For the spiritual among us, weddings are a manifestation of God’s wish for us not to walk alone in this world, and a call to be there for our spouse as He is there for us. In sickness and in health.

In a world where the daily drumbeat of headlines is enough to make you believe the natural state of man is as Thomas Hobbes described — nasty, brutish and short — weddings are a sign of our hope for more.

These ceremonies highlight a truth that is universal among faiths traditions — that the light is better than the darkness, that love is what we use to call out to the universe and announce our presence as sentient beings, that being together is stronger than being separate.

Which is why all of those people who think that wedding doesn’t count because there were two grooms are wrong.

The tolerance train has left the station on marriage equality, folks. It is coming for Florida, just as sure as the sun rose this morning. No matter what Attorney General Pam Bondi says about her duty to mount “the best defense of our voters’ policy preferences.”

Segregation was defended the same way. States’ rights, don’t you know. That’s the way folks around here like it.

Except not all the folks around here like it that way.

Unless you gave your father-in-law some livestock and a dowry for your wife — or unless you plan to set aside the same to give the lucky person who wants to marry your daughter — you’ve already participated in changing the definition of marriage.

If you are worried about the degradation of the institution of marriage, we straight folks are the ones who drove the divorce rate up to 50 percent.

If organized religion isn’t your thing, think of it in this Libertarian way: Marriage is a contract. If you think a particular marriage is a bad contract, don’t enter into it. But if someone else thinks it’s a good deal, they should be able to sign on the dotted line.
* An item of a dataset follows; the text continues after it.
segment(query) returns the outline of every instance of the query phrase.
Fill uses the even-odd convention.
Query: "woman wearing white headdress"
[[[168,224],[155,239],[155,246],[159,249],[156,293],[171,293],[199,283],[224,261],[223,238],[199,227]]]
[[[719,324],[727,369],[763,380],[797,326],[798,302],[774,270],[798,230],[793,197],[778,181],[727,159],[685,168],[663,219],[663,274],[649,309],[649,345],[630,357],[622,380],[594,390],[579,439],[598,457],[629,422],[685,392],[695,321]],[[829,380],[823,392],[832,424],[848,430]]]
If you are a numbers geek, consider this: Gen Y and their contemporaries overwhelmingly support marriage equality. As they have families, chances are they will instill the same values in their children. The demographics mean it is only a matter of time before those 30 states that allow same-sex unions become 40, and 50.

Or ruminate on this. Last year the City of Pensacola created a domestic partnership registry. It affords committed couples some basic protections, including emergency notification, hospital visitation, medical decision-making should someone’s partner become incapacitated, the right to make funeral arrangements and the right to participate in a dependent’s education.

It may interest Bondi to know that when Pensacola created that registry, its citizens joined 55 percent of Florida residents who live in municipalities that offer domestic partner registries.

That list includes: Volusia County, Sarasota County, Orange County, Palm Beach County, Broward County, Miami Dade County, Pinellas County, Leon County, Sarasota, St. Petersburg, Tavares, Tampa, Gainesville, Orlando, Key West, Gulfport, North Miami, Miami Beach, Coral Gables and Northport.

Looks like the majority is moving faster than Bondi thinks.